Le soir, de retour du travail chez moi, j’essayais de comprendre ce qui s’était passé et de ré-apprivoiser ma main, de me mettre à son écoute. Il était clair qu’elle ne voulait plus dessiner en se soumettant à des attentes et jugements extérieurs. Cela lui était aussi intolérable que si elle avait à se prostituer pour satisfaire les fantasmes et besoins de consommation d’un régiment entier.

Ma main rejetait tout ce que je pouvais lui proposer de déjà connu, toute référence à des approches artistiques existantes. Elle ne supportait même plus de dessiner des paysages façonnés par les attentes des êtres humains, ni tout ce qui à trait à leurs richesses culturelles.
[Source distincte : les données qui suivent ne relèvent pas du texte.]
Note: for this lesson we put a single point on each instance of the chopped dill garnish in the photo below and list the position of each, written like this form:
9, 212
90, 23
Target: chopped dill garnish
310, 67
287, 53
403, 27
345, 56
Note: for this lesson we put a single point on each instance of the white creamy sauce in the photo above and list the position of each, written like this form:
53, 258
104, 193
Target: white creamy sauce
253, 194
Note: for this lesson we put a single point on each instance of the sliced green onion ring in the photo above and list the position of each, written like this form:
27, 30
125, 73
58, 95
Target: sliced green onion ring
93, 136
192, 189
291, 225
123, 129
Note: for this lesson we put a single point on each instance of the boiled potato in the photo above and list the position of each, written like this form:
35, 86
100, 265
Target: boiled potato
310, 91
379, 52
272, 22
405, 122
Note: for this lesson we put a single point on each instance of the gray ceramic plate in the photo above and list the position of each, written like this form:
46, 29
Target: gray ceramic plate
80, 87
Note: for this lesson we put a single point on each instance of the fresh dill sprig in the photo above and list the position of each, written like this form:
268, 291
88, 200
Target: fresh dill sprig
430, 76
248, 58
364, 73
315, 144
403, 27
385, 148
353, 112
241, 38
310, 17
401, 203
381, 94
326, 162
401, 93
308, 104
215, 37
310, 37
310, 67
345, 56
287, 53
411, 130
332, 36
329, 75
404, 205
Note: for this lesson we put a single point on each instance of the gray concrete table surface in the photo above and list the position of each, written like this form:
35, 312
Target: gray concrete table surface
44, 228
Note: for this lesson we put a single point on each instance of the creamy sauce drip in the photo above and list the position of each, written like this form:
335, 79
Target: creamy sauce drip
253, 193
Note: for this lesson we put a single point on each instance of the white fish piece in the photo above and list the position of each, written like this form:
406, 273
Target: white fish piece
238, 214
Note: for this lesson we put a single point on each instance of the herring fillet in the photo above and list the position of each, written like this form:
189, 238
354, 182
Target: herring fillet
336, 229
J’ai pu découvrir également que ma main stoppait immédiatement toute démarche de dessin dès que je me mettais à avoir une volonté personnelle d’embellir, de parfaire, de rendre plus attrayant ou expressif le sujet que j’étais en train de dessiner.

Tout ce qu’elle me permettait de faire, c’est de dessiner des éléments de la nature et le corps dans son état naturel, tels que je les voyais, uniquement avec un crayon à mine et sur une petite feuille de papier, sans aucune prétention ni aucune attente.

Il me fallait en quelque sorte laisser vivre le sujet dans sa réalité et le laisser se transposer sur la feuille de papier sans filtre ni intervention volontaire de ma part. Tout un lâcher prise à faire, moi qui était bourré de trucs du métier et de références artistiques.

Cela a été un véritable désapprentissage qui s’est étiré sur plus d’une dizaine d’années et qui dure encore. Durant toute cette période, je n’ai dessiné que pour la seule pratique du dessin de la nature et du corps en lui-même, sans exposer, publier ou partager les dessins.

Ces dix ans m’ont certainement permis d’apprivoiser une autre partie de moi-même, plus intérieure, assurément plus vulnérable et plus sensible, plus féminine et féconde également.

Dans tous les cas, il s’agissait moins de rendre, traduire ou maitriser les apparences d’un être vivant ou d’un objet extérieur, mais plutôt de reconnaître, de redécouvrir ce qui est déjà à l’intérieur de soi. Et à ce niveau, autant ma capacité de concevoir une image et d’en maitriser l’exécution pouvait m’apparaître comme étant de nature plus masculine, autant ma propre intériorité s’est avérée avant tout féminine. Je reconnaissais entièrement dans le corps de la femme, ce qui était mien en ma propre intériorité, et ce dont j’avais été d’une certaine façon coupé.

J’ai certainement appris au cours de ce processus à laisser vivre un regard plus ouvert et contemplatif, moins évaluant et calculant.

D’un espace web à l’autre

À l’origine, le site Dessiner le corps avait été créé pour répondre à une demande de plusieurs personnes qui voulaient apprendre à dessiner le corps. Divers espaces web ont été montés en ce sens pendant quelques années, et ce qui pouvait être partagé de cette façon l’a été, comme en témoignent les milliers de visiteurs qui ont fréquenté le site.

Ce partage de techniques et de savoirs ne constitue toutefois pas l’essentiel de ce que j’ai véritablement appris lors de ma période de « désapprentissage ».

Je repars donc à zéro. En reprenant d’anciens dessins, tout en incluant les plus récents, je vais tenter de partager ce qui est vécu plus intérieurement dans ce processus personnel de dessin du corps. Une histoire à suivre au « je » qui contraste avec la façon plus impersonnelle avec laquelle les ateliers en ligne de dessin avaient été donnés.